The next example here, it's a little bit more interactive. We have got some different charts with different angles here and different dimensions. On the right hand side here are some filters. If I just filter on a particular category, all the charts update for me. Or in addition to filtering, we also have brushing, so you can essentially filter in place maintaining the context of the totals, right.
Here I filtered on business. Business now is showing business sales by sales person, overtime, and by geography. Or in this case, I could also maybe filter on a particular salesperson and see their contributions across different categories or different geography. Here Eric does no sales in Arizona or California whereas he has lots in Massachusetts and New Jersey, so you can quickly see that he is an East Coast based salesperson essentially.
Since we are changing the metrics, I am using this little radio buttons or also filtering with the range slider and moving that slider and again seeing every update. By default, this is all live information, so it might be doing subsequent queries or it might be getting data from the recent cache. I can talk a little bit more about the more sophisticated caching abilities later on.
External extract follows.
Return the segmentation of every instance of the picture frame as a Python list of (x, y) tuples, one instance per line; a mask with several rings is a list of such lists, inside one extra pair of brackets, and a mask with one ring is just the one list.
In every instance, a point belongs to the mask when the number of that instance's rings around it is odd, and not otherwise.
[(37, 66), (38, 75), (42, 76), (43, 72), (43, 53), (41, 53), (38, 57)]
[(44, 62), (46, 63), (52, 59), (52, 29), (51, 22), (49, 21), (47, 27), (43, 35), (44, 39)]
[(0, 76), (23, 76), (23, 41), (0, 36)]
Question: Is the brushing feature something that can be found in other BI or visualization solutions, or is this a unique feature of InetSoft’s?
AG: It is different. If you look at Tableau or QlikTech, they don’t have this exact same feature in dashboards. They have something called highlighting. But it’s not as visually impactful.
Question: How is InetSoft's data mashup technology similar to or different from Tableau's data blending?
InetSoft's data mashup technology shares similarities with Tableau's data blending approach in their shared objective of integrating data from multiple sources for analysis and visualization. Both methodologies enable users to combine data from disparate sources, such as databases, spreadsheets, and cloud applications, without the need for complex coding or extensive data preparation. This flexibility empowers users to create comprehensive views of their data, facilitating deeper insights and more informed decision-making. Additionally, both InetSoft's data mashup technology and Tableau's data blending feature emphasize ease of use and accessibility, enabling non-technical users to manipulate and blend data intuitively through a visual interface.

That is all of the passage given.